Single values such as 1 or * may be written on edges; the single value 1 on an edge is treated as equivalent to 1 . . 1, while * is equivalent to 0 . . *. UML supports generalization; the notation is basically the same as in our E-R notation, including the representation of disjoint and overlapping generalizations. UML class diagrams include several other notations that do not correspond to the E-R notations we have seen. For example, a line between two entity sets with a small diamond at one end specifies that the entity on the diamond side contains the other entity (containment is called “aggregation” in UML terminology; do not confuse this use of aggregation with the sense in which it is used in the E-R model). For example, a vehicle entity may contain an engine entity.

UML class diagrams also provide notations to represent object-oriented language features such as interfaces. See the references in the bibliographic notes for more information on UML class diagrams.

2、Other Aspects of Database Design

Our extensive discussion of schema design in this series may create the false impression that schema design is the only component of a database design. There are indeed several other considerations that we address more fully in subsequent series, and survey briefly here.
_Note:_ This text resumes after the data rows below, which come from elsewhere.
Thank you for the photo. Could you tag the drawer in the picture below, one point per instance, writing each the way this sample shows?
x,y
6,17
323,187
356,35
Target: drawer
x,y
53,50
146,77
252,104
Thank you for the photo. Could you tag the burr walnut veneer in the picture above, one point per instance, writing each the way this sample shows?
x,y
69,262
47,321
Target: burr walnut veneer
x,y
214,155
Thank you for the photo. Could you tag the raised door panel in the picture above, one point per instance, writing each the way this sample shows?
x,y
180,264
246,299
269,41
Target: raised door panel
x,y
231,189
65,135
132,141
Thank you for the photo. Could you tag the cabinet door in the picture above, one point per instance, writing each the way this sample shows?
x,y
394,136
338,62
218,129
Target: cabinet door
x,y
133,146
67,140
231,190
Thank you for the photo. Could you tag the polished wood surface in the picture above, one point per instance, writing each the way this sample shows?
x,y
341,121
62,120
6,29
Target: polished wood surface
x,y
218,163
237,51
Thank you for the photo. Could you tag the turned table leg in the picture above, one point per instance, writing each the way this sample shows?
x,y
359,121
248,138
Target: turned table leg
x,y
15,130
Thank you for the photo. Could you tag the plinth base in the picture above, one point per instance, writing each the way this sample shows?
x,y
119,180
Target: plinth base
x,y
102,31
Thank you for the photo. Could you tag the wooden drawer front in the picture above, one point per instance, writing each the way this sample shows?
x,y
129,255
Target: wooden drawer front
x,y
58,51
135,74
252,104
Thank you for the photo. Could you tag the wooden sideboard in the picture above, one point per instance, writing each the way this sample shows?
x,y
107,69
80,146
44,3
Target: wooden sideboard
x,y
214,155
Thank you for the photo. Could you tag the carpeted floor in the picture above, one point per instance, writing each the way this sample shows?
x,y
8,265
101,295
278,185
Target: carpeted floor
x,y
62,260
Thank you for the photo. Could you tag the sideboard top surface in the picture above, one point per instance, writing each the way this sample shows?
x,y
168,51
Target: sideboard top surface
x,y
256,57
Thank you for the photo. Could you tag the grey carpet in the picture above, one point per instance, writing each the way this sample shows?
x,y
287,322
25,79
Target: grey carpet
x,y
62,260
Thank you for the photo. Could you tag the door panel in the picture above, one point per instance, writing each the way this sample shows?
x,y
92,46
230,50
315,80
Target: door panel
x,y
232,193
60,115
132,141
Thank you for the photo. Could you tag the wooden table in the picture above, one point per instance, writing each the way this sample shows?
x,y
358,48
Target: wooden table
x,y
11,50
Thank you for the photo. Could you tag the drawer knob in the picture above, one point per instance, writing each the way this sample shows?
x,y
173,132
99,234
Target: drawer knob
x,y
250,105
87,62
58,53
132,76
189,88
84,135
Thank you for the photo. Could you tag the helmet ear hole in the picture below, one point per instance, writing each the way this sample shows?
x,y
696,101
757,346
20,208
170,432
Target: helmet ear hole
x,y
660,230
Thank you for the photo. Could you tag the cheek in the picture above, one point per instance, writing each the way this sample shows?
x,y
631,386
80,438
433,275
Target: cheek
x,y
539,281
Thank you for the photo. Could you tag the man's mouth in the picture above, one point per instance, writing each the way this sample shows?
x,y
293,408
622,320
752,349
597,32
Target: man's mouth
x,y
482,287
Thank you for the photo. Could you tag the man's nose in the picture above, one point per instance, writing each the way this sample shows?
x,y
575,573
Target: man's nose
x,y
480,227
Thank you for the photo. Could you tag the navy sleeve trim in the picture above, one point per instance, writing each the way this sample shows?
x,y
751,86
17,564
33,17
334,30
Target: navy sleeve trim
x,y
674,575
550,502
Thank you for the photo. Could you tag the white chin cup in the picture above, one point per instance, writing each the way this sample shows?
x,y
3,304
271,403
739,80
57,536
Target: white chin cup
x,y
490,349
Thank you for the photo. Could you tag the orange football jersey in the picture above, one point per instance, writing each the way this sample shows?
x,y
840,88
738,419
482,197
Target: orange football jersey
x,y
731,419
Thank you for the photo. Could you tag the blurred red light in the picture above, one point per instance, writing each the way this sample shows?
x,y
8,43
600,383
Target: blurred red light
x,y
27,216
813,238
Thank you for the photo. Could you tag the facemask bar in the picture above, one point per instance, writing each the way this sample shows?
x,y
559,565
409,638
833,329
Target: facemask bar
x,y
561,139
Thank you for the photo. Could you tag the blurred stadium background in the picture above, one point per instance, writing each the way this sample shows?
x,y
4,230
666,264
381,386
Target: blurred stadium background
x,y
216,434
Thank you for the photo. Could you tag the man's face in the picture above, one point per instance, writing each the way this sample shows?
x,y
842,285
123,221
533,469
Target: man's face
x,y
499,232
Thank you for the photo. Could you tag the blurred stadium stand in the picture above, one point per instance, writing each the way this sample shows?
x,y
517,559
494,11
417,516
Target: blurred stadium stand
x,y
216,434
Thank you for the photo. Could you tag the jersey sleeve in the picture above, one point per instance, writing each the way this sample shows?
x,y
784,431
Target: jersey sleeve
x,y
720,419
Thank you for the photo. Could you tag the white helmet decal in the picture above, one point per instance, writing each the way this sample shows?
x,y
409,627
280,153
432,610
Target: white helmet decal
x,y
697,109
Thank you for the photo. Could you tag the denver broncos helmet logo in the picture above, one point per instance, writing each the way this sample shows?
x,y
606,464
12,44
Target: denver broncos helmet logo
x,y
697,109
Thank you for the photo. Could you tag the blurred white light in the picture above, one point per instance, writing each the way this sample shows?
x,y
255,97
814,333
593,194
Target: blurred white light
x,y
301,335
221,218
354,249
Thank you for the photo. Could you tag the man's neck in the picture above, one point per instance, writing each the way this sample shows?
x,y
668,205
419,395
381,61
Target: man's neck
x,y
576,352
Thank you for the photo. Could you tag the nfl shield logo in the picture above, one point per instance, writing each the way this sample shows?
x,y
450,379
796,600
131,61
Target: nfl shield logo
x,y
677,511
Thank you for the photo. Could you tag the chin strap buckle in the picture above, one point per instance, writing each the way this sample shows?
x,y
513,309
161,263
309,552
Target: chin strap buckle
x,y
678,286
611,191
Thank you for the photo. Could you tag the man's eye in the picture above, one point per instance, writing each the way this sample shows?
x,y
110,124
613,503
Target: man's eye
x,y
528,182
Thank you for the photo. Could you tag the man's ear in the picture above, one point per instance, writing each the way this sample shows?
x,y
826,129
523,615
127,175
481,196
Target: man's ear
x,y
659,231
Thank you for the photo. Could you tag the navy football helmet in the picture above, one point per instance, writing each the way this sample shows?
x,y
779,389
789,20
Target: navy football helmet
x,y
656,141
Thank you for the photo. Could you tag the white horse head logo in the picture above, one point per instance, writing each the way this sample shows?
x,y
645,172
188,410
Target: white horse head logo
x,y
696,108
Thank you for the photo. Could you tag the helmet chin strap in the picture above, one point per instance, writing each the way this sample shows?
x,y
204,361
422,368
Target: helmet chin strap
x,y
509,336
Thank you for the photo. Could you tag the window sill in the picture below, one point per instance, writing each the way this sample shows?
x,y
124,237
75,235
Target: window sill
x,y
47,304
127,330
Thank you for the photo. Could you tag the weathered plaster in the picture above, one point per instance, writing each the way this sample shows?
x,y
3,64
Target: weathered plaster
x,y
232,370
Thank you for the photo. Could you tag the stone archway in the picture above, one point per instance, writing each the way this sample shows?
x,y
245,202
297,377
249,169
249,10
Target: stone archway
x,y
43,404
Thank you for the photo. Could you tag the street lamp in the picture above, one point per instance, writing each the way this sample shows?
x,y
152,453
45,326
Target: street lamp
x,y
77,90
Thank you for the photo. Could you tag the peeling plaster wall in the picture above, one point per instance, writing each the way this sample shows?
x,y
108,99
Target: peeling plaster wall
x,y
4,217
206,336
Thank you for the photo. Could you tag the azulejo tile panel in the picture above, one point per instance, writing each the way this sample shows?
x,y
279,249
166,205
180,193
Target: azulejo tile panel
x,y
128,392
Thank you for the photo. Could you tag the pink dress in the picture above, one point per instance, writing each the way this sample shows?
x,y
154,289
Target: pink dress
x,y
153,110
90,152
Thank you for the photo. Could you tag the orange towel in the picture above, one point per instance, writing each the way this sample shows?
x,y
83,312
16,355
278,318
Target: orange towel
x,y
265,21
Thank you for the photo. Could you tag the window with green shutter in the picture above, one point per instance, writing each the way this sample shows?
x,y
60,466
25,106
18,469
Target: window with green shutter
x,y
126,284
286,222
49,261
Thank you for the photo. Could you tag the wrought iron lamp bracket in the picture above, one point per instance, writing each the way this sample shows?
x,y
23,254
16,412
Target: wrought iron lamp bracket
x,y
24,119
2.1 Data Constraints and Relational Database Design

We have seen a variety of data constraints that can be expressed using SQL, including primary-key constraints, foreign-key constraints, check constraints, assertions, and triggers. Constraints serve several purposes. The most obvious one is the automation of consistency preservation. By expressing constraints in the SQL data-definition language, the designer is able to ensure that the database system itself enforces the constraints. This is more reliable than relying on each application program individually to enforce constraints. It also provides a central location for the update of constraints and the addition of new ones.

A further advantage of stating constraints explicitly is that certain constraints are particularly useful in designing relational database schemas. If we know, for example, that a social-security number uniquely identifies a person, then we can use a person’s social-security number to link data related to that person even if these data appear in multiple relations. Contrast that with, for example, eye color, which is not a unique identifier. Eye color could not be used to link data pertaining to a specific person across relations because that person’s data could not be distinguished from data pertaining to other people with the same eye color.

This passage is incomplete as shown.